High rates of vaccination mean diphtheria has become increasingly rare in much of the world, although Yemen is currently suffering an outbreak.

But the Rohingya come from impoverished Rakhine state, where state-imposed restrictions have ensured abysmal living standards for the persecuted Muslim community, and many children are not vaccinated.

Pla said it was challenging for staff treating a disease that "only existed in the textbooks for all these years", with many doctors seeing live cases for the first time in their careers.

SHORTAGE OF DOCTORS

Mohammad Hossain assumed his son, now being treated in the MSF clinic, had the same minor throat infection affecting other Rohingya children in the refugee camp.

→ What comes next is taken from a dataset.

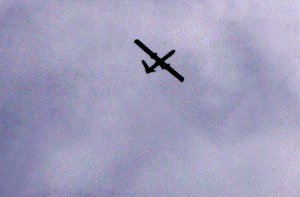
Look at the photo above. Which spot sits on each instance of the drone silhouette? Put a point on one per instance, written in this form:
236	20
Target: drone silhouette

"I thought it was tonsilitis. But the doctors said it was much more serious," Hossain told AFP, wearing a protective mask as he tended to the 11-year-old.

The appearance of diphtheria, long forgotten in many parts of the world, has compounded the misery for close to one million displaced Rohingya Muslims living in extreme hardship near the border with Myanmar.

Seven specialist diphtheria field clinics have been set up to treat the rising number of patients since the outbreak, said WHO's Southeast Asia emergency director Roderico Ofrin.

Together the wards house 400 beds for patients, but a shortage of doctors has required medics to be flown in from Britain and elsewhere to help battle the outbreak.

Treatment involves administering an antitoxin and antibiotics.

At the MSF ward, where Hossain's son Mohammad Rashed is making a slow recovery, medics wearing single-use scrubs work in tented-off wards treating patients.

Everyone coming into contact with the tents, set away in an isolated clearing, must wear masks and wash their hands in chlorinated water.

Preventing infected patients from coming into contact with the wider, largely unvaccinated population of Rohingya remains a priority, doctors said.

Rohingya community leaders meanwhile are trying to spread awareness about this resurgent disease to offset a full-blown epidemic.